With more than 57 percent of Israel’s population fully vaccinated against Covid-19, the highest percentage of any country, Israelis can visualize an end to the pandemic there.
But with the end of the crisis in sight, Magen David Adom, Israel’s paramedic and Red Cross service, has renewed its effort to complete a new national blood bank before Israel’s next potential crisis — a hostile attack or earthquake that would force the country to dip into its strategic blood reserves.
“Before the pandemic, Israel was experiencing terror attacks, rocket attacks, and rapidly escalating tensions at the country’s northern border,” said Tamir Pardo, former director of the Mossad, Israel’s intelligence service. “When the coronavirus pandemic abates, there’s no reason to believe there won’t be a resurgence of attacks and a resumption of threats to the Israeli people.”
With that in mind, Magen David Adom, which collects, safety-tests, and distributes nearly all the blood used by Israel’s hospitals, began construction in 2016 of a new blood bank in Ramla, Israel. When completed later this year, the facility will double Israel’s blood-processing capacity. But just as important, the new blood bank has three of its six floors underground on successively more reinforced levels, including a super-reinforced blood vault that will house the country’s strategic blood reserves.
The building will protect the country’s blood supply against missile, chemical, and biological attack and enable MDA’s hematologists and other blood center employees to continue separating blood into its medically usable components, even when the nation is under attack. The building is also reinforced against earthquakes, an important factor in a region bisected by two seismic faults.
The new facility, the Marcus National Blood Services Center, is named after Bernie and Billi Marcus of Atlanta, whose foundation donated $25 million to help fund construction and a more recent matching-gifts grant of $10 million to ensure completion of the $130 million project.
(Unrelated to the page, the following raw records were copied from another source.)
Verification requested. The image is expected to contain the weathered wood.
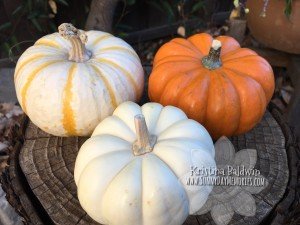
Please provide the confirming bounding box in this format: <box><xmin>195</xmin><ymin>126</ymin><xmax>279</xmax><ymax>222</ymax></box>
<box><xmin>16</xmin><ymin>109</ymin><xmax>288</xmax><ymax>225</ymax></box>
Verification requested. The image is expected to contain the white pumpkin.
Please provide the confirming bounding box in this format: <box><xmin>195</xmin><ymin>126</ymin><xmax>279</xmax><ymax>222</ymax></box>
<box><xmin>74</xmin><ymin>102</ymin><xmax>215</xmax><ymax>225</ymax></box>
<box><xmin>15</xmin><ymin>24</ymin><xmax>144</xmax><ymax>136</ymax></box>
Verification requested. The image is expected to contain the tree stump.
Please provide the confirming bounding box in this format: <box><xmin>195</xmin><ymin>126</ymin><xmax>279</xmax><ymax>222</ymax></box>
<box><xmin>7</xmin><ymin>107</ymin><xmax>288</xmax><ymax>225</ymax></box>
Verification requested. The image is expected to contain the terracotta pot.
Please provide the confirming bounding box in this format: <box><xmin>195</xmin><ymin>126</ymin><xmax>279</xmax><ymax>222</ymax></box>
<box><xmin>247</xmin><ymin>0</ymin><xmax>300</xmax><ymax>54</ymax></box>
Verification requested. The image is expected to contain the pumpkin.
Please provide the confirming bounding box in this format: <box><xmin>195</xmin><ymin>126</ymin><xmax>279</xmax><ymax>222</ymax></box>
<box><xmin>148</xmin><ymin>33</ymin><xmax>274</xmax><ymax>139</ymax></box>
<box><xmin>14</xmin><ymin>23</ymin><xmax>144</xmax><ymax>136</ymax></box>
<box><xmin>74</xmin><ymin>102</ymin><xmax>215</xmax><ymax>225</ymax></box>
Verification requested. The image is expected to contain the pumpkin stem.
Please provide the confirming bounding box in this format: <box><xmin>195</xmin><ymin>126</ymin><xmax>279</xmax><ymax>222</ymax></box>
<box><xmin>58</xmin><ymin>23</ymin><xmax>92</xmax><ymax>62</ymax></box>
<box><xmin>202</xmin><ymin>40</ymin><xmax>222</xmax><ymax>70</ymax></box>
<box><xmin>132</xmin><ymin>114</ymin><xmax>156</xmax><ymax>156</ymax></box>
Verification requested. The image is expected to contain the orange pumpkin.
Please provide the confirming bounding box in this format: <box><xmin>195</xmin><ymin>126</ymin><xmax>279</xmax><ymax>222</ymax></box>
<box><xmin>149</xmin><ymin>33</ymin><xmax>275</xmax><ymax>139</ymax></box>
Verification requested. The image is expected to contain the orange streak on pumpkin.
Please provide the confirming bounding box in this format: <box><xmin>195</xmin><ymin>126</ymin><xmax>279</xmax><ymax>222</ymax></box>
<box><xmin>91</xmin><ymin>65</ymin><xmax>118</xmax><ymax>109</ymax></box>
<box><xmin>97</xmin><ymin>58</ymin><xmax>142</xmax><ymax>100</ymax></box>
<box><xmin>21</xmin><ymin>60</ymin><xmax>60</xmax><ymax>113</ymax></box>
<box><xmin>62</xmin><ymin>63</ymin><xmax>77</xmax><ymax>135</ymax></box>
<box><xmin>14</xmin><ymin>53</ymin><xmax>45</xmax><ymax>80</ymax></box>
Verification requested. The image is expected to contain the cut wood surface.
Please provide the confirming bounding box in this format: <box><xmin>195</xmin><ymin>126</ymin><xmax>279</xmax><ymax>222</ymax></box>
<box><xmin>19</xmin><ymin>109</ymin><xmax>288</xmax><ymax>225</ymax></box>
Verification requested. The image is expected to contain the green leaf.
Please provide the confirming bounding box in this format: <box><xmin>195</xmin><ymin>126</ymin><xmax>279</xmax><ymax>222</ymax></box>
<box><xmin>56</xmin><ymin>0</ymin><xmax>69</xmax><ymax>6</ymax></box>
<box><xmin>191</xmin><ymin>1</ymin><xmax>204</xmax><ymax>13</ymax></box>
<box><xmin>0</xmin><ymin>22</ymin><xmax>11</xmax><ymax>30</ymax></box>
<box><xmin>11</xmin><ymin>5</ymin><xmax>23</xmax><ymax>16</ymax></box>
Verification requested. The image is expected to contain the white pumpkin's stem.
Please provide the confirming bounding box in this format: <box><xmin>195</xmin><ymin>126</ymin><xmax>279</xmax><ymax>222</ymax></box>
<box><xmin>202</xmin><ymin>40</ymin><xmax>222</xmax><ymax>70</ymax></box>
<box><xmin>58</xmin><ymin>23</ymin><xmax>91</xmax><ymax>62</ymax></box>
<box><xmin>132</xmin><ymin>114</ymin><xmax>156</xmax><ymax>156</ymax></box>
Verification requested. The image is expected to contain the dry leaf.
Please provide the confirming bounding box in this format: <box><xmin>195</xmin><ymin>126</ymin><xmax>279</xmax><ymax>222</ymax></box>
<box><xmin>282</xmin><ymin>85</ymin><xmax>294</xmax><ymax>93</ymax></box>
<box><xmin>0</xmin><ymin>103</ymin><xmax>14</xmax><ymax>114</ymax></box>
<box><xmin>5</xmin><ymin>105</ymin><xmax>24</xmax><ymax>118</ymax></box>
<box><xmin>280</xmin><ymin>89</ymin><xmax>291</xmax><ymax>104</ymax></box>
<box><xmin>177</xmin><ymin>26</ymin><xmax>185</xmax><ymax>37</ymax></box>
<box><xmin>48</xmin><ymin>0</ymin><xmax>57</xmax><ymax>14</ymax></box>
<box><xmin>0</xmin><ymin>142</ymin><xmax>8</xmax><ymax>152</ymax></box>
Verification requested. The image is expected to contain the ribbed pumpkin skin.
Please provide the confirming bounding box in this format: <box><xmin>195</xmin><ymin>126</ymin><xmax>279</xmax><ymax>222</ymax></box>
<box><xmin>149</xmin><ymin>33</ymin><xmax>275</xmax><ymax>139</ymax></box>
<box><xmin>15</xmin><ymin>31</ymin><xmax>144</xmax><ymax>136</ymax></box>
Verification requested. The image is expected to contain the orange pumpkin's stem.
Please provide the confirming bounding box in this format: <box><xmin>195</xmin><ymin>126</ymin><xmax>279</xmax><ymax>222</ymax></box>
<box><xmin>132</xmin><ymin>114</ymin><xmax>156</xmax><ymax>156</ymax></box>
<box><xmin>202</xmin><ymin>40</ymin><xmax>222</xmax><ymax>70</ymax></box>
<box><xmin>58</xmin><ymin>23</ymin><xmax>92</xmax><ymax>62</ymax></box>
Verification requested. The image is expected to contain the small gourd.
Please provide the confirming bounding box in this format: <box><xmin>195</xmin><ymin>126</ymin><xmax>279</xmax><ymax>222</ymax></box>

Construction and funding for the blood center has been overseen by American Friends of Magen David Adom, MDA’s U.S.-based philanthropic affiliate. Given the building’s strategic importance for Israel, construction continued without interruption amid the pandemic, requiring construction workers to sequester onsite to prevent exposure to Covid and risk a work stoppage.
“When the Marcus Center is complete, it will enable us to continue processing and distributing blood to Israel’s hospitals during the types of crises when blood is needed most, whether it’s a war or natural disaster like an earthquake or pandemic,” said Prof. Eilat Shinar, M.D., head of Magen David Adom’s Blood Services Division and a deputy-director general of the organization.
“In our line of work, we believe the time to prepare for the next crisis is long before it happens,” she said. “That’s why we continued construction on the Marcus Blood Center, even as we were simultaneously dealing with the Covid pandemic. But getting this project completed on time will go a long way in making Israel and its people safer.”